Redis Distributed Systems Primer

ZSET patterns for timers, queues, rate limiters, and more. One data structure — a sorted set — solves most distributed coordination problems once you know what the score means.

1 · The big idea 2 · ZSET internals 3 · Core commands 4 · Pattern: timer / scheduler 5 · Pattern: priority queue 6 · Pattern: rate limiter 7 · Atomicity = your lock 8 · Durability 9 · Scaling 10 · Interview cheat sheet

1 · The big idea

Redis ZSET (sorted set) solves 90% of distributed coordination problems with one data structure. The whole trick is understanding what the score represents — change the meaning of the score and the same primitive becomes a timer, a queue, a rate limiter, or a leaderboard.

Timer / Scheduler

score = fire_timestamp

ZRANGEBYSCORE 0 NOW

Priority Queue

score = priority (inverted)

ZPOPMIN

Rate Limiter

score = request_timestamp

ZCOUNT key (now-window) now

Leaderboard

score = points

ZREVRANGE 0 9

Delayed Queue

score = visible_at

ZRANGEBYSCORE 0 NOW

Sliding Window

score = event_timestamp

ZREMRANGEBYSCORE 0 (now-window)

Interview insight

These "different" problems are the same data structure with different semantics. Recognizing this pattern shows you see underlying structure, not just memorized solutions.

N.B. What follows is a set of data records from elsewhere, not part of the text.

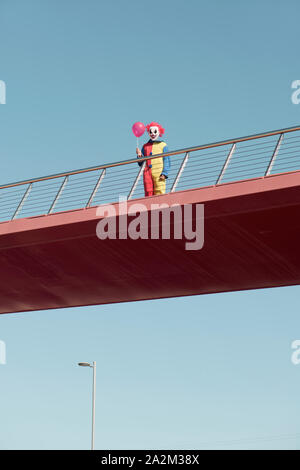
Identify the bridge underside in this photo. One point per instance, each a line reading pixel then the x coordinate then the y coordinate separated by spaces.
pixel 251 231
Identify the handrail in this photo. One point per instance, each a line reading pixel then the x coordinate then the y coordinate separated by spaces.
pixel 175 152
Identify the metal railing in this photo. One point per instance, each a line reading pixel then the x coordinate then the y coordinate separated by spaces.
pixel 236 159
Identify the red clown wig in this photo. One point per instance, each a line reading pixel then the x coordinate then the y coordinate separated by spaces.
pixel 161 129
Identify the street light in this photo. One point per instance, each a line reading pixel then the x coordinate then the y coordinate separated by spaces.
pixel 87 364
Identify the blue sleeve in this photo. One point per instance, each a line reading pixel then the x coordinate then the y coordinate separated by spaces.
pixel 167 163
pixel 140 163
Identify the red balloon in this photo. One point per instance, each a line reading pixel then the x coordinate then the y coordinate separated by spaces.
pixel 138 129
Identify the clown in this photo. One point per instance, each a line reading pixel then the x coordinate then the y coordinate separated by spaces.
pixel 157 169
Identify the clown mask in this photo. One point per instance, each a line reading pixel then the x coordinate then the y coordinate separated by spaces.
pixel 154 132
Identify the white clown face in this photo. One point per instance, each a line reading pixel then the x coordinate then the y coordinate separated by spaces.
pixel 154 132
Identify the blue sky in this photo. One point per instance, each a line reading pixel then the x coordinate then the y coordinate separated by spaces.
pixel 187 373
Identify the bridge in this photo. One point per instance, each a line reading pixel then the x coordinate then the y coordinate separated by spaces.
pixel 51 256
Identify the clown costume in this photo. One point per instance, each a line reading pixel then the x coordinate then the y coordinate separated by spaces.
pixel 157 169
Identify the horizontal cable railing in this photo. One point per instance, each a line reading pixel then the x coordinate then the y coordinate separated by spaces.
pixel 236 159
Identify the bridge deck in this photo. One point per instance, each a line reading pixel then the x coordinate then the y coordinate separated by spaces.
pixel 251 241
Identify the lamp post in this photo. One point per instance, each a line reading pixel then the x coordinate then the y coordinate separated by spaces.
pixel 87 364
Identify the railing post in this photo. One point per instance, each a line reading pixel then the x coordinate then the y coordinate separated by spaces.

2 · ZSET internals — why a sorted set, not a heap

A ZSET is a skip list + hash table. The dual structure gives you the best of both worlds: the skip list keeps members ordered by score for ranges and ranks, the hash table gives O(1) score lookup by member.

Operation	Heap	ZSET
Get min/max	O(1)	O(1)
Insert	O(log n)	O(log n)
Extract min	O(log n)	O(log n)
Range query (score 100–200)	O(n)	O(log n + m)
Get rank of X	O(n)	O(log n)
Get score of X	O(n)	O(1)
Update score	O(n) find + O(log n)	O(log n)

O(log n) search like a balanced tree · range scans just walk the base list forward (cache friendly) · simpler than a red-black tree and concurrency-friendly

3 · Core commands

ZADD — add member with score

ZADD timers 1708700000 "job:abc123" key score member (fire_at) (timer_id)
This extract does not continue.